De arts elimineerde of veranderde langzaam en methodisch de medicijnen die konden worden weggelaten, totdat de patiënte alleen nog gebruikte wat zij nodig had. Helaas bleek geen van deze medicijnen de boosdoener te zijn.

EEN UITZONDERLIJKE PATIËNT

Mw. W was de uitzondering die de regel bewees. In plaats van minder medicijnen, had ze meer nodig. Na rijp beraad herinnerde haar behandelend geneesheer zich dat het nemen van chronische steroïden de endogene produktie van corticosteroïden kan onderdrukken door de afgifte van corticotropin-releasing hormone te remmen. Doses prednison van slechts 7,5 mg per dag gedurende slechts drie weken kunnen onderdrukkend werken. De stress van mevrouw W’s recente ziekte had haar behoefte aan steroïden verhoogd tot een niveau waaraan haar endogene produktie niet kon voldoen. Dit wordt “functionele bijnierinsufficiëntie” genoemd.

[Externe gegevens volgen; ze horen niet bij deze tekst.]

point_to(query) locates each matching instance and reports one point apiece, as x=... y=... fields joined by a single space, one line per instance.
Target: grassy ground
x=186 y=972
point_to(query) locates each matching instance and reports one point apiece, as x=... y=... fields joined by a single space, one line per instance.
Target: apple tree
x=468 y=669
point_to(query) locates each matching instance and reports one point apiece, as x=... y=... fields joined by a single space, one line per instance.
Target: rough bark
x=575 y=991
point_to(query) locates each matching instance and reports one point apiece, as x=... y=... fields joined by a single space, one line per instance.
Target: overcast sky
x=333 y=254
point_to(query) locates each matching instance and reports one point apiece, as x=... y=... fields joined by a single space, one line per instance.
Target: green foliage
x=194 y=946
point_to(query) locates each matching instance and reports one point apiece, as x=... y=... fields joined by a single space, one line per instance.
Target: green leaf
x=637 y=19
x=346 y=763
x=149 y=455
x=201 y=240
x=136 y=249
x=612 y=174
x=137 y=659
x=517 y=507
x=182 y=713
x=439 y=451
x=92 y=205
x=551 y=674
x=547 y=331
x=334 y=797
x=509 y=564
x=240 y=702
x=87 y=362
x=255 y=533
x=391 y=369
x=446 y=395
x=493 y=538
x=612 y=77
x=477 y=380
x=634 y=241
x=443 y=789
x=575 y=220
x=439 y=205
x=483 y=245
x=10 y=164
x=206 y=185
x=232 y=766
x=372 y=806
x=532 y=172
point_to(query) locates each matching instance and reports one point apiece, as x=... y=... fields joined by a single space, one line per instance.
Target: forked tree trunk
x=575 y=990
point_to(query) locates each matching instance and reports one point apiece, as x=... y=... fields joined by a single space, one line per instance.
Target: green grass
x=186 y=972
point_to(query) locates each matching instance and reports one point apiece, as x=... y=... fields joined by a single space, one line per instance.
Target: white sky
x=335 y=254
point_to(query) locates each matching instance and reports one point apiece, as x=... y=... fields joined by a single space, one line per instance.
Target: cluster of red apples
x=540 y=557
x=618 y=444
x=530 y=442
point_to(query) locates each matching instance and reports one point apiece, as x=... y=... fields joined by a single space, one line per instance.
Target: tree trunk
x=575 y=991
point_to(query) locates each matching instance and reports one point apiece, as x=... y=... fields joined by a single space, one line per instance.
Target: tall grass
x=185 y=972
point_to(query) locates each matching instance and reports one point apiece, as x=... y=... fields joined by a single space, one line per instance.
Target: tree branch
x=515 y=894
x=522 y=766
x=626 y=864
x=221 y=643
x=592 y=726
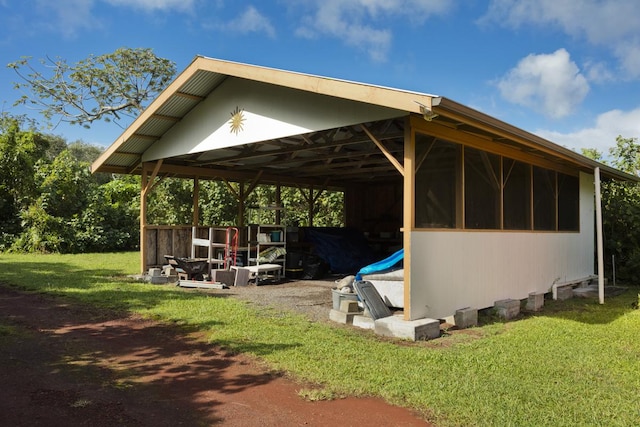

Addisonian crisis presenteert zich dramatisch met hypotensie en veranderde mentale status, maar functionele corticosteroïd insufficiëntie kan zich presenteren met niet-specifieke symptomen, waaronder anorexia, zwakte, buikpijn, hartkloppingen, braken, spier- en gewrichtspijn, en depressie. Mevrouw W had al deze symptomen. Omdat het testen op steroïde insufficiëntie niet eenvoudig is, besloot haar arts de gebruikelijke dosis prednison van mevrouw W. aanzienlijk te verhogen tot 20 mg oraal, tweemaal daags. Haar dramatische reactie was het bewijs dat het voorgevoel van haar arts juist was. De nieuwe pil bevatte de grotere dosis prednison. Serum cortisol niveaus kunnen worden verkregen om de diagnose te bevestigen, maar er is geen consensus over de hoeveelheid die wijst op insufficiëntie. Een niveau van 15 µg/dL is voorgesteld. Een stimulatietest met corticotropine (cosyntropine), of ACTH, is zeer nuttig als geen of slechts een geringe stijging van de cortisolspiegel kan worden aangetoond, maar deze test is niet altijd direct beschikbaar.

Overleg met een endocrinoloog kan helpen als er twijfel blijft bestaan over de diagnose of om geschikte tests te regelen.

De arts van mevrouw W bouwde haar steroïden snel af, en zowel haar pijn als haar vermoeidheid traden weer op. Zodra haar prednison dosis was hersteld, vorderde ze in haar therapieën en was ze in staat om terug te keren naar haar appartement.

Dr. Richardson is hoofd van de geriatrische geneeskunde in Union Memorial Hospital en klinisch hoogleraar huisartsgeneeskunde aan de Universiteit van Maryland School of Medicine, beide in Baltimore.

Uit de uitgave van 03 november 2006 van Clinical Advisor

Geef een antwoord

Het e-mailadres wordt niet gepubliceerd.